The decline in productivity has been most marked in the mining sector, which reflects the difficulty of managing costs in a high-demand environment.
"No one is advocating changes to wages and the wage structure," Mr Shepherd said.
Rather, the issue is labour productivity, which ranges from rostering and work practices, through to government planning and approval processes.
"We have no option but to address these issues," Leighton chief executive Hamish Tyrwhitt said.
The incoming federal government needed to ensure these issues were tackled jointly by federal and state governments to sustain growth, the group said.
Frequently Asked Questions about this Article…
According to the Business Council of Australia, the pipeline of new investment projects has fallen to $877 billion from $921 billion. Projects currently under consideration are estimated at $159 billion, down 30% over the past year and 43% over the past two years.
A shrinking pipeline can signal slower future business activity and fewer new construction and resources projects, which can weigh on economic growth, jobs and earnings across sectors. The article warns the economy needs fresh rounds of investment to help sustain growth as the resources boom eases.
The article highlights calls to cut project costs, lift infrastructure spending and streamline government approval processes. Suggestions include a single project assessment across federal and state governments, imposing statutory time limits on assessments and making the process more transparent to speed up decisions.
Streamlining approvals—by removing duplication between federal and state processes, clarifying competing compliance demands and setting time limits—should speed project starts, reduce uncertainty and lower costs. Faster, clearer approvals can make more projects viable and support sustained economic activity.
The decline in productivity has been most marked in the mining sector, reflecting the difficulty of managing costs in a high-demand environment. Lower productivity in key sectors can increase project costs and reduce returns, which is important for investors monitoring corporate performance and project viability.
No. The article notes council president Tony Shepherd specifically said no one is advocating changes to wages or the wage structure. The focus is on improving labour productivity through better rostering, work practices and government planning and approval processes.
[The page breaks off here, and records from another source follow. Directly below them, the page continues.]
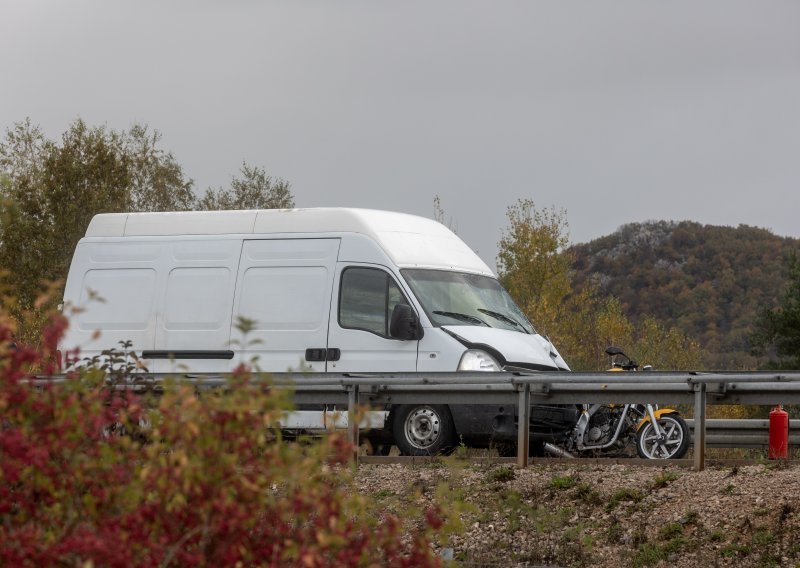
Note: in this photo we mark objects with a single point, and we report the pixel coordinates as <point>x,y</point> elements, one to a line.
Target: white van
<point>327,289</point>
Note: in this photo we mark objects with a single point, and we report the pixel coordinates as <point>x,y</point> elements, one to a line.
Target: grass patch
<point>623,495</point>
<point>648,555</point>
<point>384,493</point>
<point>670,531</point>
<point>762,536</point>
<point>587,494</point>
<point>735,550</point>
<point>563,482</point>
<point>664,478</point>
<point>502,474</point>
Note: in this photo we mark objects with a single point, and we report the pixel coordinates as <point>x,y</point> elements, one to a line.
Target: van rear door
<point>284,292</point>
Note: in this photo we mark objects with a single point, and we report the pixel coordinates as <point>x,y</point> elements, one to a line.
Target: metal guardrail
<point>749,433</point>
<point>669,388</point>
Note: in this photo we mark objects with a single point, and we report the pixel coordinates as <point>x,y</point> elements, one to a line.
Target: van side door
<point>284,292</point>
<point>359,337</point>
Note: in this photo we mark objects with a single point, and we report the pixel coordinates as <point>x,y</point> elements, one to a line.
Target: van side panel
<point>196,305</point>
<point>284,291</point>
<point>114,286</point>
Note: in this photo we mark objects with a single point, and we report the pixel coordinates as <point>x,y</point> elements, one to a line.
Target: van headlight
<point>476,360</point>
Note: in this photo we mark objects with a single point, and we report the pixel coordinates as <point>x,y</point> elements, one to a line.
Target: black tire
<point>423,430</point>
<point>673,447</point>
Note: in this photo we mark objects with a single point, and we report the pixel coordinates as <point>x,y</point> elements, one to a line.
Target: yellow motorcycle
<point>612,429</point>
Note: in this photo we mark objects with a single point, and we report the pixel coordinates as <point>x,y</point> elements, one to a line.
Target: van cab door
<point>359,340</point>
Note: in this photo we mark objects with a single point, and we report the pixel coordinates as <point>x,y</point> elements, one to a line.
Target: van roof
<point>409,240</point>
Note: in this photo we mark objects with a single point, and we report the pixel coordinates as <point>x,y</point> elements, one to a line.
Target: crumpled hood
<point>521,349</point>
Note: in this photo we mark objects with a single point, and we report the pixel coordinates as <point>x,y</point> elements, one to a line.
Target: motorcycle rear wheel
<point>675,443</point>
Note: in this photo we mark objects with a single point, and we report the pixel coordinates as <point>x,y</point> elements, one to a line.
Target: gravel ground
<point>605,515</point>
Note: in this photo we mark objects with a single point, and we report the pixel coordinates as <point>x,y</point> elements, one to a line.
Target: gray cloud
<point>616,111</point>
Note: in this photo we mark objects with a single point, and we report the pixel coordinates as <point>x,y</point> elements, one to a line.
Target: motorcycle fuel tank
<point>516,349</point>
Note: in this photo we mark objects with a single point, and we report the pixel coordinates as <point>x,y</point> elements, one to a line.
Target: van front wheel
<point>423,430</point>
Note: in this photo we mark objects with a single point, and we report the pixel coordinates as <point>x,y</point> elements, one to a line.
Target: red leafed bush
<point>93,474</point>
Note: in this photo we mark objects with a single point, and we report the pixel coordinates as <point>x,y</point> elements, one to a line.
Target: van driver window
<point>366,300</point>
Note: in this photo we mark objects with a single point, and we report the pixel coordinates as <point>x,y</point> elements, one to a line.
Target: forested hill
<point>709,281</point>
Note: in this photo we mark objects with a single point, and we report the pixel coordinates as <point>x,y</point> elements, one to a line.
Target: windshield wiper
<point>502,317</point>
<point>462,317</point>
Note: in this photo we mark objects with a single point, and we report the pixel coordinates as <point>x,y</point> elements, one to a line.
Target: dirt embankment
<point>606,515</point>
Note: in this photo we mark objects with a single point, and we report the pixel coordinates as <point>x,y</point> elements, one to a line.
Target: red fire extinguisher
<point>778,434</point>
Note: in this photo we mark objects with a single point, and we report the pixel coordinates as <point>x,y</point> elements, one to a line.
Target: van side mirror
<point>404,323</point>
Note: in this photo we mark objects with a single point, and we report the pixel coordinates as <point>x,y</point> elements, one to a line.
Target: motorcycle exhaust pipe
<point>556,451</point>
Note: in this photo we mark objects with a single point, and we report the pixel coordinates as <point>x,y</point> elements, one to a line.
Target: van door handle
<point>322,354</point>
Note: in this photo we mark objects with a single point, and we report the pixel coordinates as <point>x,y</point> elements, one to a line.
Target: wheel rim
<point>671,444</point>
<point>422,427</point>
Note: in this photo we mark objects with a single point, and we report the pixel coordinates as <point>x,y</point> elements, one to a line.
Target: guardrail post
<point>352,419</point>
<point>699,426</point>
<point>523,425</point>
Woodside Petroleum chief executive Peter Coleman said Australia didn’t make the structural changes others were forced to make after the GFC, suggesting other countries may rebound more strongly and underscoring the need for reform. Leighton chief executive Hamish Tyrwhitt said the issues must be addressed and that federal and state governments should tackle them jointly to sustain growth.
Investors should watch for government action on approval reform (such as single project assessments and statutory time limits), signs of increased infrastructure spending, updates to the project pipeline figures and corporate progress on cutting project costs and improving labour productivity—because these factors will influence the pace of new investment and economic momentum.